I tried not to speculate about their relationship. Instead, I pressed him to continue. “What happened after that?”

He closed his eyes. “I knew that, in her mind, her love was real, but it wasn’t real for either of us. I recognized that after the first forty-eight hours. But by that time, it was too late. I was involved, and I’d already violated the ethics of my profession, so I couldn’t just walk away. Unfortunately, she’d ended her therapy, which was also a mistake. At the very least, I should have moved her to someone else, but I didn’t. Obviously, I didn’t want her talking about me. So I stayed, and I tried to help her, I guess. I was still her therapist in a way, and that was the crux of our relationship. It’s what she wanted from me. I thought—I hoped—that maybe things would improve and that I could grow to love her. I did care about her. But then I met you, and it became an enormous sacrifice to stay with her only because she could report me if I didn’t. It was a very unhealthy relationship.”

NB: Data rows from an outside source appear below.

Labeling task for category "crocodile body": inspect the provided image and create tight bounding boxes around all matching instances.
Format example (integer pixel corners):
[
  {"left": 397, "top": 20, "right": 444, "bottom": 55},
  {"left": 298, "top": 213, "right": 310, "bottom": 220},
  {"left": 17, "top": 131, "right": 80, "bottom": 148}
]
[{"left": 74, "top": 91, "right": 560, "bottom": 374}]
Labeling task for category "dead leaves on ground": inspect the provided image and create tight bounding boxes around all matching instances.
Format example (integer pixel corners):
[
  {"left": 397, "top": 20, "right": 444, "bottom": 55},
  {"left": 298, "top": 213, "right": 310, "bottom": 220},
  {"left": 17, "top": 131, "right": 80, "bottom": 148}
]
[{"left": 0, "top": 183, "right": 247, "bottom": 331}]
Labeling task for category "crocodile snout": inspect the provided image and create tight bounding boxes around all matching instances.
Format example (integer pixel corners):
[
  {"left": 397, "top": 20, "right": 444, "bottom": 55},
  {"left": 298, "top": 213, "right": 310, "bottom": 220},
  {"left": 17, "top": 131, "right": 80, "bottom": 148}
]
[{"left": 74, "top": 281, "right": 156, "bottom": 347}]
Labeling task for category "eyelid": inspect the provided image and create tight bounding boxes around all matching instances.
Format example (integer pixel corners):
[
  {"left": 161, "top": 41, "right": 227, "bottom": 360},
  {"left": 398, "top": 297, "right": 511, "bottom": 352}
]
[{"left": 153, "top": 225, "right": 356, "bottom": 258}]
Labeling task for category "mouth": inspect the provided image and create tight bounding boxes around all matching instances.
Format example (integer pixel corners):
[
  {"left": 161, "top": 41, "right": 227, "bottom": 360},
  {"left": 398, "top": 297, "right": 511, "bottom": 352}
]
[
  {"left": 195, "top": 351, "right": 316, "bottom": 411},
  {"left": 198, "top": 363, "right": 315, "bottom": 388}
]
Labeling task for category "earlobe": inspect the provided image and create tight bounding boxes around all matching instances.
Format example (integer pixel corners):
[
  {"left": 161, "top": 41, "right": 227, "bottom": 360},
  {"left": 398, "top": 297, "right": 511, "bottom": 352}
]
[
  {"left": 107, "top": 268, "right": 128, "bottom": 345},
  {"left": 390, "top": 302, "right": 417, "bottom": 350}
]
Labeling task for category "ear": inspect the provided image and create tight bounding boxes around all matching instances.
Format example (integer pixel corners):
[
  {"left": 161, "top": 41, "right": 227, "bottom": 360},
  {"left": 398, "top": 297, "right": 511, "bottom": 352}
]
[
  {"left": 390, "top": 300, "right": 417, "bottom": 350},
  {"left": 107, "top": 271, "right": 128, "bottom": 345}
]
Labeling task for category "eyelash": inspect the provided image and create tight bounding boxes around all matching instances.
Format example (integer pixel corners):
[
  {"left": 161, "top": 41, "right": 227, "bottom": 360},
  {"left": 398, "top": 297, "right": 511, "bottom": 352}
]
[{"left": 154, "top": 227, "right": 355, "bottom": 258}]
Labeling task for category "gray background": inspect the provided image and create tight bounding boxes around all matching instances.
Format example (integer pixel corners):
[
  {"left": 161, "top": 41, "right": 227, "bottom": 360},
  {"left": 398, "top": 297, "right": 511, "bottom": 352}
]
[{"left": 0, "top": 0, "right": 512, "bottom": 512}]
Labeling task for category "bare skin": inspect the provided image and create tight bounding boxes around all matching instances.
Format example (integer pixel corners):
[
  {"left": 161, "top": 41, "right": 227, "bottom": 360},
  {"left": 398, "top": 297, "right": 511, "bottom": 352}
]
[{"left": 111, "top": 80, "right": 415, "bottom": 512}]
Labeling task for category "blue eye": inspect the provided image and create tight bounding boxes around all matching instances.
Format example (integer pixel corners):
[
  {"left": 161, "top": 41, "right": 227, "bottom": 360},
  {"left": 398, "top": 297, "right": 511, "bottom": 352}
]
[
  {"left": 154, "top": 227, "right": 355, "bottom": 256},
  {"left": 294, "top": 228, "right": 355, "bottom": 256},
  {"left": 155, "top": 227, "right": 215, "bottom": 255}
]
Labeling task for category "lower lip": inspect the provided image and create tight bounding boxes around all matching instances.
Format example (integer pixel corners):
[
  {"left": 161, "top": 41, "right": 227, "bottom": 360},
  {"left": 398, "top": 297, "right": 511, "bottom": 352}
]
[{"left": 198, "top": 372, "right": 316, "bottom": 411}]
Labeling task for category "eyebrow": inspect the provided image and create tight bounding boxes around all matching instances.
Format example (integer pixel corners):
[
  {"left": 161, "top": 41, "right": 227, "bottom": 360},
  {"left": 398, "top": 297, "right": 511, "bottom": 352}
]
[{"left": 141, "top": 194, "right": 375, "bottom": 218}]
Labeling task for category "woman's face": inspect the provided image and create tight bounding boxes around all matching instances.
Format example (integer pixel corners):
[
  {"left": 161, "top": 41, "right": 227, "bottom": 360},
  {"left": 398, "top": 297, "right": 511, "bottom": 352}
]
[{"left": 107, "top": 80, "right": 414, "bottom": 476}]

“So you killed her,” I said, leapfrogging over the ugly parts of the story, because, after all these years, I was impatient.

“No,” he firmly countered. “I went to her apartment one night to try and end things with her, but she’d had a lot to drink, and she was emotional, and she shoved me out the door. I fell onto the landing, and she . . .”

He stopped talking and went very still. He stared off into space as if he had disappeared into the past. I was reminded of that day on my sister’s sailboat when I spotted the dolphins.

“Dean?” I sat forward slightly.

He shook his head as if to clear it and began talking again. “She kept screaming at me to get out. Then she tried to push me down the stairs, but I grabbed hold of her to keep myself from falling, and we both fell.”

His words echoed through my mind, and I felt a strange melting away of rage and suspicion. “It was an accident then.”

“Yes.”

“Why didn’t you call the police or an ambulance?” I asked. “If it wasn’t your fault . . .”

He squeezed his eyes shut. “But it was my fault. It was all my fault. I panicked. I was falling in love with you by that point, and I was so afraid of what would happen if anyone found out that I was involved with a client. You, especially. I didn’t want you to see me that way when you thought so highly of me.” He pressed the heels of his hands to his eyes. “I barely remember what happened after that. It was pouring rain, and I carried her to my car . . .” He began to quietly weep.

“Oh God.” I felt sick. “I don’t know if I want to hear the rest.”

“I didn’t want anyone to know,” he continued to explain, regardless. “I just wanted it all to go away, like it never happened. I wanted to be with you. I wanted you to love me.”

“I did love you,” I said with a blaze of anger. “How could you have doubted that?”

He shook his head ashamedly. “It was still so early. I didn’t know. It all seemed so precarious. I barely even remember everything I did. Just flashes of it.” He paused. “Sometimes, when I start to think about it, I have to force myself to forget. I meditate. I do anything to steer my thoughts away from it. If I didn’t, I’d probably just . . .”

“You’d just what?”

“I don’t know. Get on my boat, sail to the middle of the ocean, and dive over the side.”

I closed my eyes. “Please don’t say that.”

He grabbed big clumps of his hair in his hands.

“Why couldn’t you have just told me?” I asked, more gently now. “After we were married, you sometimes had nightmares. They were about that, I assume?”

“Yes.”

“You could have confided in me. I would have helped you, somehow. You didn’t have to do what you did—fly off in your plane and never come home. That was a terrible thing you did to me. You caused me so much pain.”

His eyes lifted, and they were red with tears. “If you only knew how many times I’ve had that conversation with you in my mind, where I tell you everything and you understand and absolve me and say that you’ll love me no matter what. Back then, I wanted to tell you, but I couldn’t bear the thought of your disappointment in me. You were so perfect and happy, and I wanted to protect you from the nightmares. I knew that my pain would become your pain, and I couldn’t lay that on you. It was hell then, and it still is. I thought you would be better off without me.”